Since Germany’s clout in Brussels has never been greater, the Commission’s agenda for the “digital single market” reflects that protectionist agenda. It is no accident that Oettinger got the digital portfolio.
The eurozone’s debt crisis has thrust Berlin, the creditor-in-chief, into the driving seat, at a time when Paris is distracted by domestic issues and London has one foot out of the door. The new European Commission that took office last November reflects that. Commission President Jean-Claude Juncker, a former prime minister of Luxembourg, owes his position to the European People’s Party (EPP), the centre-right political grouping dominated by German Chancellor Angela Merkel’s Christian Democratic Union (CDU), which in turns holds sway over the European Parliament. Juncker is also indebted to the Axel Springer group, the publisher of Bild, Germany’s best-selling tabloid newspaper, which strongly backed him last summer when Merkel was wavering. Juncker’s German chief of staff, Martin Selmayr, ensures his country’s concerns are heeded across the Commission.
Thus the comprehensive investigation of the role of online platforms that Brussels is due to launch before the end of the year is hardly an impartial inquiry. It comes at the behest of Germany’s economics minister (and Merkel’s Social Democratic deputy), Sigmar Gabriel, who believes that the EU needs to regain its “digital sovereignty”. As he argued in a letter to the Commission last November: “The European Union has an attractive single market and significant political means to structure it; the EU must bring these factors into play in order to assert itself against other parties involved at the global level.” Oettinger echoes those sentiments. He recently spoke of the need to “replace today’s web search engines, operating systems and social networks”. Pre-empting the results of the Commission’s investigation, a leaked position paper for Oettinger proposes a powerful new EU regulator to clamp down on these online platforms.

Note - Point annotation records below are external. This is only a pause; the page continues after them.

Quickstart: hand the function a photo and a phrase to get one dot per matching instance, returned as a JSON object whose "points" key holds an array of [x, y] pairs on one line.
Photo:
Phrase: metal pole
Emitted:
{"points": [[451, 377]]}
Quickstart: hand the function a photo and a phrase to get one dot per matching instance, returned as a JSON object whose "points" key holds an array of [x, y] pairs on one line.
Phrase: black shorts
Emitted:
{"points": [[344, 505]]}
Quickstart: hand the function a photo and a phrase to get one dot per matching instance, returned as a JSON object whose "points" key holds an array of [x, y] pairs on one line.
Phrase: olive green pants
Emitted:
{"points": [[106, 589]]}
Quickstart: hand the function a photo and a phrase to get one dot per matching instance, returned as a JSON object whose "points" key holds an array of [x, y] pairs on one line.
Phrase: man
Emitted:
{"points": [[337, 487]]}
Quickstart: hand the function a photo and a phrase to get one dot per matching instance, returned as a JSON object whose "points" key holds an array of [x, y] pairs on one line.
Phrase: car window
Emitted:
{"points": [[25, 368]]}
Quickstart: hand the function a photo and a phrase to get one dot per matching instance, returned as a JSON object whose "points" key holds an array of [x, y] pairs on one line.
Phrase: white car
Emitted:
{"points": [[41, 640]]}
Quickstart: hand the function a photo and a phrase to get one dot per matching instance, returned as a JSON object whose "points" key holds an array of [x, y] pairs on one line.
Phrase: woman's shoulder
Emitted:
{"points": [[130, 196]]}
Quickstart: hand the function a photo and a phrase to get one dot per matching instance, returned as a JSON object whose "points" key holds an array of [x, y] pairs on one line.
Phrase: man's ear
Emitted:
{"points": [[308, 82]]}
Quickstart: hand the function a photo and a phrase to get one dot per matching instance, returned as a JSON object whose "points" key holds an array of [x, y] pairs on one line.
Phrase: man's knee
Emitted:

For sure, platforms often benefit from powerful network effects: the more people use Facebook, and the more it knows about them, the more others want to be on it, and the more it can charge for advertising. But the digital world is evolving so fast, with upstarts continually challenging previously dominant firms – Myspace once seemed invincible until Facebook displaced it – that what the EU really ought to be promoting is competition, enterprise, investment and impartial regulation that does not stifle innovation. The EU needs a genuine digital single market that benefits consumers and enables start-ups to flourish, not a backdoor industrial policy to favour Germany’s digital flops.
Philippe Legrain, who was economic adviser to the President of the European Commission from 2011 to 2014, is a visiting senior fellow at the London School of Economics’ European Institute and the author of European Spring: Why Our Economies and Politics Are in a Mess — and How to Put Them Right. This article first appeared on CapX, a new media service making the case for popular capitalism.